The nine original cosponsors were:
- Joe Donnelly (D-Indiana)
- Heidi Heitkamp (D-North Dakota)
- Jon Tester (D-Montana)
- Mark Warner (D-Virginia)
- Tim Kaine (D-Virginia)
- Joe Manchin (D-West Virginia)
- Claire McCaskill (D-Missouri)
- Gary Peters (D-Michigan)
- Angus King (I-Maine)
Soon afterward, Sen. Bennet signed on, making ten. The bipartisan agreement was announced on Nov. 13, with the legislative text released four days later. (Just last night, Delaware Senators Carper and Coons also signed onto the bill as cosponsors.)
Nomenklature: Which Banks Are Risky?
The regulatory world has been moving away from a capital-based to a risk-based metric for applying regulatory approaches to the most systemically significant financial institutions. But for now, consolidated assets is the main proxy for risk.
Conventionally, we refer to:
- Regional banks — those holding between $50 billion and $250 billion in consolidated assets, and
- mid-size banks, which hold between $10 billion and $50 billion in consolidated assets.
These are not the terms that regulators and lawmakers both use to classify banks to determine the appropriate regulatory approach to apply. Regulatory approaches do not simply reflect the classifications “regional” banks and “mid-sized,” which are typically not identified here (Source: Davis, Polk).
Sen. Crapo took a moment to promote his bipartisan deal. Ranking Member Brown decried the lack of support for workers, students, and home-related borrowers. All seven non-sponsoring Democrats expressed opposition to the measure. Among the themes addressed in statements of cosponsoring members and supportive Republicans were:
- Stress Tests — The assertion was made by a couple cosponsoring Democrats that S. 2155 does not change capital requirements or stress testing for large banks. The markup made clear that the latter changes:
- All Dodd-Frank Act Stress Tests (DFAST) by eliminating the “adverse” scenario in DFA 165.
- The number of stress tests would reduce, as they would occur on a “periodic” basis.
- Whether or not these tests are significant is another, debatable matter.
- Jerome Powell, at his nomination to succeed Janet Yellen as Fed Chair, said repeatedly, if occasionally inaudibly, that DFA has systemic risk rules which are pillars and others subject to tailoring. He consistently identified the stress tests as DFA pillars.

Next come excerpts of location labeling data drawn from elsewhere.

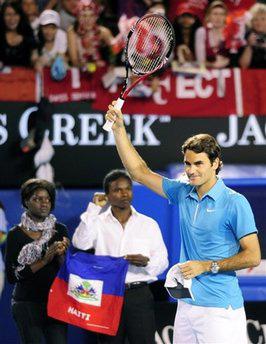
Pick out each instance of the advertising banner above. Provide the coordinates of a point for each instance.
(214, 93)
(84, 152)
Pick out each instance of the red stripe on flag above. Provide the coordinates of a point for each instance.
(104, 319)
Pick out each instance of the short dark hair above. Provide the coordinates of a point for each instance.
(31, 185)
(114, 175)
(204, 143)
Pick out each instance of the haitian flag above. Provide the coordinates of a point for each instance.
(88, 292)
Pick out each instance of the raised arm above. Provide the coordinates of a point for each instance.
(135, 165)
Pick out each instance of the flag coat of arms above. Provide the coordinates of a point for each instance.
(89, 291)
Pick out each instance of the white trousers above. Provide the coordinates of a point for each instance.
(2, 281)
(209, 325)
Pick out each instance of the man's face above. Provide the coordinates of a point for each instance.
(199, 168)
(29, 7)
(49, 32)
(70, 6)
(120, 193)
(39, 205)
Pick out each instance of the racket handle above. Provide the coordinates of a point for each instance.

Favorable Reviews for S 2155?
Sen Donnelly quoted DFA author Barney Frank as saying the legislation was “reasonable and balanced.” While Frank believes much of the legislation to be good, he wrote last week that lifting the $50 billion asset threshold to $250 billion is a “major mistake,” preferring a threshold of $100 billion or $125 billion. Last week, Sen. Tester asked Powell if the bill would substantially increase risk. Powell’s “no” response does not indicate he believes the measure should be adopted as introduced. Neither Frank nor Powell has endorsed S. 2155 or its systemic risk title.
Section 401 Under the Gun
Unsurprisingly, the biggest issue for most non-sponsoring Democrats was Section 401. Sen. Brown led the charge for the dissenters, introducing an ultimately doomed amendment — they all were —aimed at undoing the proposed changes to stress testing. Sen. Warren offered an amendment that would strike Section 401 entirely on the grounds that the provision makes the financial sector significantly more dangerous.

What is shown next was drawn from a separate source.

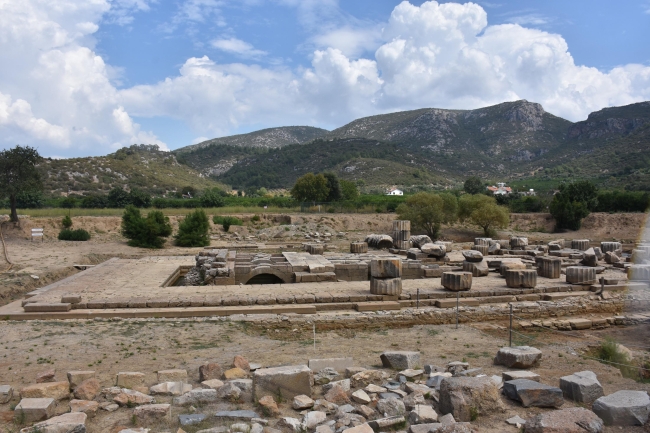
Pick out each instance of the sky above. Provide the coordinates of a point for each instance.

S. 2155 was reported favorably out of committee, unamended, 16-7. Now the bill heads to the Senate floor where it is likely to be buried until January or February. Meanwhile, the bill could have a rendezvous with destiny with Jeb Hensarling’s CHOICE Act, adopted by the House in June.
Once the bill reemerges on the Senate floor, it has at least 64 votes in support, as of now at least. This means that S. 2155 is all but certain to be filibuster-proof on the floor. It is unlikely that any floor amendments not supported by Crapo and the cosponsoring Democrats would be adopted.